FIG. 1 is a schematic diagram of a resin composite material containing zeolite and resin in an embodiment of the present invention. FIG. 2 (A) to (D) are schematic cross-sectional views of a field effect transistor element in an embodiment of the present invention. FIG. 3 is a schematic cross-sectional view of an electroluminescent element in an embodiment of the present invention. FIG. 4 is a schematic cross-sectional view of a photoelectric conversion element in an embodiment of the present invention. FIG. 5 is a schematic cross-sectional view of a solar cell in an embodiment of the present invention. FIG. 6 is a schematic cross-sectional view of a solar cell module in an embodiment of the present invention.

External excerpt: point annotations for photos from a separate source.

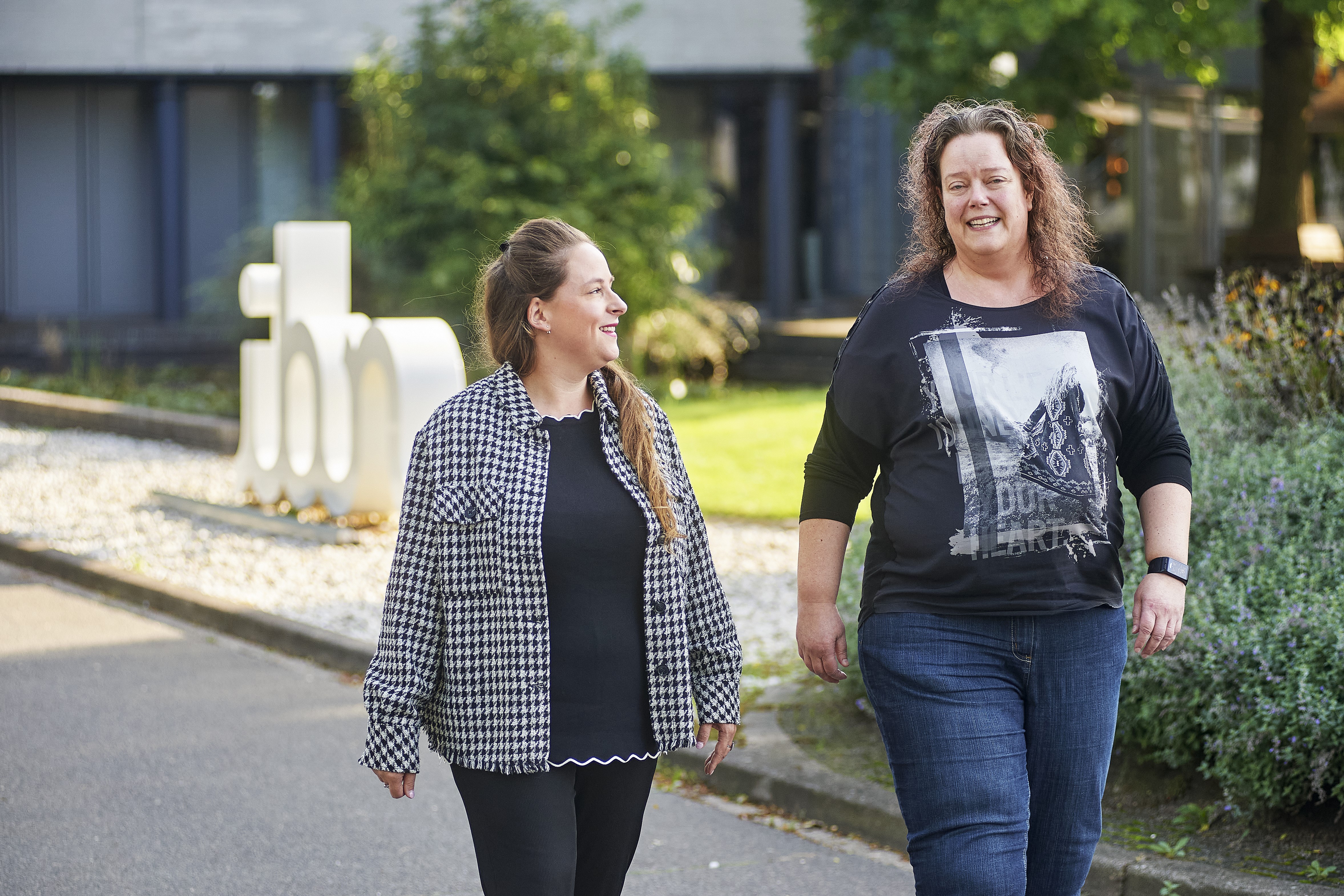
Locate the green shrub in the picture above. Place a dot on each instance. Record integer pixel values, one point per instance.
(194, 390)
(1283, 339)
(1252, 691)
(499, 112)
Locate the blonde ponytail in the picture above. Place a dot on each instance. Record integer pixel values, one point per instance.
(534, 261)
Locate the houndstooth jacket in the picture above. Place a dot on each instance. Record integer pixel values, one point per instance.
(466, 645)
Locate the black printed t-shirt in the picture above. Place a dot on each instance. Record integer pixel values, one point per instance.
(995, 434)
(593, 542)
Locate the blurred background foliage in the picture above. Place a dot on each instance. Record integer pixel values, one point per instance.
(503, 111)
(1045, 57)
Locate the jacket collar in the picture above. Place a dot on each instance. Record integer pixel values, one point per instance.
(518, 406)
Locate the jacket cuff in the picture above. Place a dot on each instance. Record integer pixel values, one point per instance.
(392, 747)
(718, 701)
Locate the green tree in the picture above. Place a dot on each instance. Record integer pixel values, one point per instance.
(499, 112)
(1049, 56)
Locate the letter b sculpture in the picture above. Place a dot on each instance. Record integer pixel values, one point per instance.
(332, 401)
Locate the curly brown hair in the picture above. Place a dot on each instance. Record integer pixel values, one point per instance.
(1058, 234)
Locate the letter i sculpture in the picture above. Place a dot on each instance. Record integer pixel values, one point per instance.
(332, 401)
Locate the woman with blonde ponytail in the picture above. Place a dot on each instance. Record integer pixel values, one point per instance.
(553, 617)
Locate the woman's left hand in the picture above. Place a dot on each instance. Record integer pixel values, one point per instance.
(1159, 610)
(728, 733)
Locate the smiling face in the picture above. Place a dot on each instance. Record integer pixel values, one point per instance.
(983, 198)
(577, 327)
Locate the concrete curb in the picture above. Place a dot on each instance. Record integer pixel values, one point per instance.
(1119, 872)
(771, 769)
(768, 768)
(296, 639)
(53, 410)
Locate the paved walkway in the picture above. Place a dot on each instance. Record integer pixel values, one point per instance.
(148, 758)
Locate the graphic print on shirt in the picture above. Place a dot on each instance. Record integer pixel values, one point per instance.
(1021, 416)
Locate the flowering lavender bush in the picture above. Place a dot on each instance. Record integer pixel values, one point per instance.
(1253, 691)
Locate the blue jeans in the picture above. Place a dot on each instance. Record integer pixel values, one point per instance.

1: Resin composite material

2: Zeolite

3: Resin

Claims (10)

A polyimide resin composite material containing zeolite is used for electronic material devices, comprising: a composite building unit (CBU) is a zeolite containing at least one of d6r and mtw; and a polyimide resin; The average particle size of the zeolite is greater than 15nm and less than 100nm; The fog rate is less than 5%. The polyimide resin composite material containing zeolite as claimed in claim 1, wherein the average thermal expansion coefficient at a temperature above 0°C and below the glass transition temperature of the polyimide resin is less than 50 ppm/K. A polyimide resin composite material containing zeolite as claimed in claim 1, wherein the retardation value is less than 150 nm. A polyimide resin composite containing zeolite as claimed in claim 1, wherein the zeolite has any one of the structures of AEI, AFT, AFX, CHA, ERI, KFI, SAT, SAV, SFW and TSC. The polyimide resin composite material containing zeolite as claimed in claim 1, wherein the elastic modulus at 25°C is greater than or equal to 4.5 GPa and less than or equal to 8.0 GPa. The polyimide resin composite material containing zeolite as claimed in claim 1, wherein the zeolite is contained in an amount of 1 mass % or more and 80 mass % or less relative to the polyimide resin composite material containing zeolite. The polyimide resin composite material containing zeolite as claimed in claim 1, wherein the polyimide resin is a core hydrogenated aromatic compound. The polyimide resin composite material containing zeolite as claimed in claim 1, wherein the polyimide resin is a thermosetting polyimide resin. A film comprises the polyimide resin composite material containing zeolite according to any one of claims 1 to 8. An electronic device comprises the polyimide resin composite material containing zeolite according to any one of claims 1 to 8.